The Government is putting in place an entirely new regulatory regime for high-rise buildings, that will take a proportionate, safety-first approach. The Building Safety Act sets out a clear pathway on how residential buildings should be constructed and maintained. 

A Building Safety Regulator will be embedded within the Health and Safety Executive, which will oversee the new building safety regime. The Regulator will be responsible for ensuring that any building safety risks in new and existing high-rise residential buildings of 18 metres and above are effectively managed and resolved, taking the cost into account. It will also hold to account those who break the rules and are not properly managing building safety risks, including taking enforcement action where needed.  

Central to this world-class regime are the residents at its heart, which is why the Building Safety Act is giving residents a stronger voice in the system, making it easier for them to seek redress and to have their voices heard. The legislation will require an accountable person for a high-rise residential building to engage with their residents and establish a formal complaints process for them to raise concerns. A Residents’ Panel will also be created, which the Building Safety Regulator will consult on matters of interest and importance for residents of higher-risk buildings.   

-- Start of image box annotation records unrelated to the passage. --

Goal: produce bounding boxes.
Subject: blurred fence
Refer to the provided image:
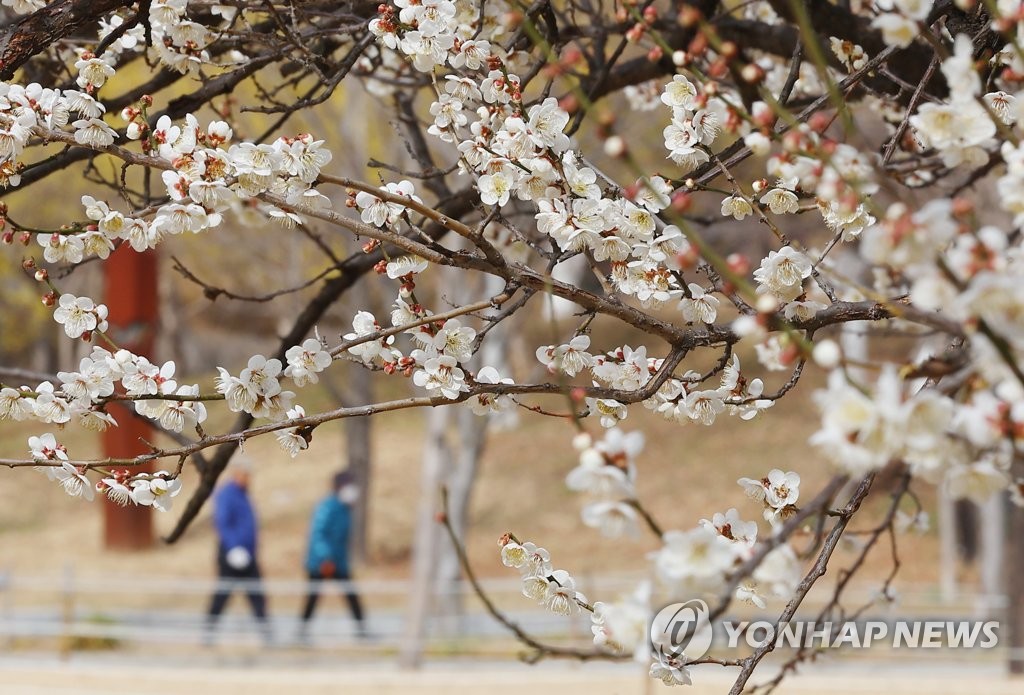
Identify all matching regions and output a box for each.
[0,568,1007,660]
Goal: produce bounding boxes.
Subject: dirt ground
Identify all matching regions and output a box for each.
[0,661,1024,695]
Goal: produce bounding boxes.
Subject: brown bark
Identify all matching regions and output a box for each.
[0,0,135,80]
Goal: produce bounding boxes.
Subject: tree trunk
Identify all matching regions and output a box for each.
[1000,489,1024,676]
[345,364,374,560]
[437,407,487,635]
[398,407,454,668]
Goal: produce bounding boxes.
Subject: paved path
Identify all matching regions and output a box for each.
[0,656,1024,695]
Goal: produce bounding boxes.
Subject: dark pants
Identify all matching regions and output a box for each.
[208,550,266,625]
[302,572,362,629]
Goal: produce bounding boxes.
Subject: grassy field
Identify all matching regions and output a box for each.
[0,348,937,614]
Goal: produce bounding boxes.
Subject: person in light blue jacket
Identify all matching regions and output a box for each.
[299,471,367,640]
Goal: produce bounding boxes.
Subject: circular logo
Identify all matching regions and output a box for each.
[650,599,713,663]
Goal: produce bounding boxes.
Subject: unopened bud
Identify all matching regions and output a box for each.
[679,5,701,29]
[811,340,843,370]
[755,295,778,313]
[672,186,693,213]
[739,62,765,85]
[604,135,626,158]
[725,254,751,275]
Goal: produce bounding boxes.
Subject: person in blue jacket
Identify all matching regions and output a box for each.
[201,460,269,640]
[299,471,367,640]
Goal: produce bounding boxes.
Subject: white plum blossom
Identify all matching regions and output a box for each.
[413,355,469,400]
[469,365,515,416]
[131,471,181,512]
[274,405,309,459]
[537,334,594,377]
[285,338,332,386]
[53,295,106,338]
[754,246,811,302]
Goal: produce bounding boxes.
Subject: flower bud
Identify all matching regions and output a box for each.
[755,295,778,313]
[604,135,626,158]
[811,340,843,370]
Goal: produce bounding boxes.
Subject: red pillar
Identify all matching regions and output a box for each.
[103,244,159,550]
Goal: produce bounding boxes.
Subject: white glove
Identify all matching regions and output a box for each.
[224,546,253,569]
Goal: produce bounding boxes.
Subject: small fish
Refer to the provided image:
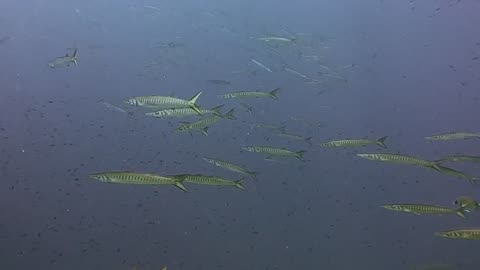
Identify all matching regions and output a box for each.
[207,80,230,85]
[255,37,297,43]
[357,154,440,171]
[425,132,480,141]
[175,109,236,136]
[453,196,480,211]
[48,49,78,68]
[435,228,480,240]
[382,204,465,218]
[433,165,480,184]
[88,172,187,192]
[145,105,223,118]
[242,146,306,161]
[250,58,272,72]
[277,128,312,145]
[173,174,245,190]
[319,136,388,148]
[435,156,480,163]
[102,101,126,113]
[219,88,280,100]
[203,157,259,178]
[124,91,203,115]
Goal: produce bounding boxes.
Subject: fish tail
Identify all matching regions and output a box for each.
[235,179,246,190]
[223,109,237,120]
[295,150,307,162]
[210,104,224,117]
[247,172,260,179]
[269,88,280,100]
[377,136,388,148]
[455,207,467,219]
[188,91,203,115]
[305,137,312,145]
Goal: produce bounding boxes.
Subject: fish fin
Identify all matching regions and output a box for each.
[377,136,388,148]
[295,150,307,162]
[188,91,203,104]
[223,109,237,120]
[455,207,467,219]
[270,88,280,100]
[235,179,246,190]
[305,137,312,145]
[210,104,225,117]
[174,181,188,192]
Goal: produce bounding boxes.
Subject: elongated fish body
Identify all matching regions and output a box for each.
[435,228,480,240]
[357,154,440,171]
[89,172,187,191]
[250,59,272,72]
[203,157,258,177]
[176,109,236,136]
[277,132,312,145]
[177,174,245,190]
[453,196,480,211]
[145,105,223,118]
[382,204,465,218]
[425,132,480,141]
[124,91,203,115]
[319,136,388,148]
[219,88,280,100]
[48,49,78,68]
[436,165,480,184]
[435,156,480,163]
[256,37,295,42]
[242,146,306,161]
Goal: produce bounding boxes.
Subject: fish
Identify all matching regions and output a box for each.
[435,165,480,184]
[219,88,280,100]
[176,109,236,136]
[145,105,224,118]
[453,196,480,211]
[203,157,259,178]
[207,80,230,85]
[382,204,466,218]
[255,37,297,43]
[435,228,480,240]
[171,174,246,190]
[242,146,307,162]
[88,172,187,192]
[48,49,78,69]
[425,132,480,141]
[357,154,440,171]
[319,136,388,148]
[124,91,203,115]
[435,156,480,163]
[250,58,273,72]
[277,128,312,145]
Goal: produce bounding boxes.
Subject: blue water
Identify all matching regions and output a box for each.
[0,0,480,270]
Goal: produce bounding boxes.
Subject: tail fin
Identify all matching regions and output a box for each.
[269,88,280,100]
[188,91,203,115]
[455,207,467,219]
[305,137,312,145]
[235,179,246,190]
[210,105,224,117]
[223,109,237,120]
[72,48,78,65]
[247,172,260,179]
[295,150,307,162]
[377,136,388,148]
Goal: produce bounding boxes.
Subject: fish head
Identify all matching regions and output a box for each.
[123,98,139,106]
[88,173,109,182]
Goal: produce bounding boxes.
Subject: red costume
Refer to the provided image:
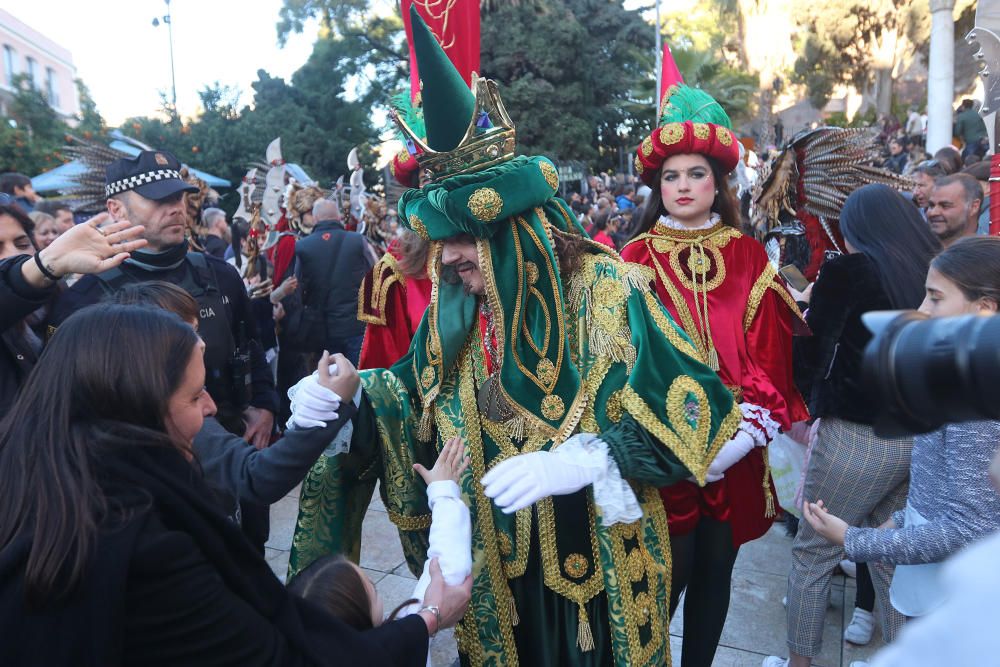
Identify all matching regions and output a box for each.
[621,223,809,546]
[358,242,431,368]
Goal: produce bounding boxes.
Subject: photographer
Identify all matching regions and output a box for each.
[770,185,940,667]
[803,237,1000,617]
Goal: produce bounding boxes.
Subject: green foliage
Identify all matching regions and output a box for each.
[0,74,69,176]
[122,37,376,185]
[481,0,655,167]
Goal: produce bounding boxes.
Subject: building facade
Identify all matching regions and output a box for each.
[0,9,80,122]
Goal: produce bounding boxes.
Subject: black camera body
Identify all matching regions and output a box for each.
[862,311,1000,437]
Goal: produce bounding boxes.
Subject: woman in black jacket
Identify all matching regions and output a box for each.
[0,304,471,667]
[0,201,146,418]
[764,185,941,667]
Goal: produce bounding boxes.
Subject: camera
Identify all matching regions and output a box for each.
[862,311,1000,437]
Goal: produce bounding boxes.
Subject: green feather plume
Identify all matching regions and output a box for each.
[392,91,427,144]
[660,85,733,130]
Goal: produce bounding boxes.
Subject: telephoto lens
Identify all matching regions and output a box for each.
[862,311,1000,438]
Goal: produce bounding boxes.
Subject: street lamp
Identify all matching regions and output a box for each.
[153,0,177,115]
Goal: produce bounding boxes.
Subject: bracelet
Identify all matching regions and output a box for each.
[35,252,59,283]
[417,604,441,637]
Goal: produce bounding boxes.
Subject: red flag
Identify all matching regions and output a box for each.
[660,42,684,115]
[400,0,479,99]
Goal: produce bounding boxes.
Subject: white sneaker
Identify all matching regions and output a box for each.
[840,558,858,579]
[844,607,875,646]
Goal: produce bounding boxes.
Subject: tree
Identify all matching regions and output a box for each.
[0,74,69,176]
[795,0,930,114]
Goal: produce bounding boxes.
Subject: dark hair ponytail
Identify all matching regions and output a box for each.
[840,183,941,310]
[632,153,742,238]
[931,236,1000,305]
[0,304,198,608]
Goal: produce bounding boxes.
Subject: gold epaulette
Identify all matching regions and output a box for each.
[358,253,406,326]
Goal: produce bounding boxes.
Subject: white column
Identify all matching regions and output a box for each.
[927,0,955,155]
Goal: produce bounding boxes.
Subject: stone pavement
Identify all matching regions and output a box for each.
[266,489,882,667]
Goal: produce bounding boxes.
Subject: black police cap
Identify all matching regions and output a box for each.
[104,151,198,201]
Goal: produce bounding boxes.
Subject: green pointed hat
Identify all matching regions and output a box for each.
[410,5,476,152]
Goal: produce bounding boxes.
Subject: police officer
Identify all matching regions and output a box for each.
[49,151,277,548]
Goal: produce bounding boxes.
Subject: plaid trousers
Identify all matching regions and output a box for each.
[787,418,913,657]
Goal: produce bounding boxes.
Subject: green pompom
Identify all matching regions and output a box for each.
[392,91,427,144]
[660,85,733,130]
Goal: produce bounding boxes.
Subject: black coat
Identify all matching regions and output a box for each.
[794,253,892,424]
[295,220,375,344]
[0,443,428,667]
[0,255,59,419]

Crucially, the legislation also introduces statutory protection for leaseholders. This is due to take effect in June 2022 and enshrines in law the Government's commitment that no leaseholder living in a building over 11 metres will pay a penny for the removal of dangerous cladding.

On top of this, the Government is significantly increasing the amount of time that residents can seek compensation for substandard construction work. Residents will be able to bring claims under the Defective Premises Act for 30 years retrospectively and 15 years prospectively. Residents will also be able to seek compensation for shoddy refurbishments which make homes unliveable.   

I am confident that these reforms will tackle bad practice head on, building on the recommendations made in Dame Judith Hackitt’s Independent Review of Building Regulations and Fire Safety.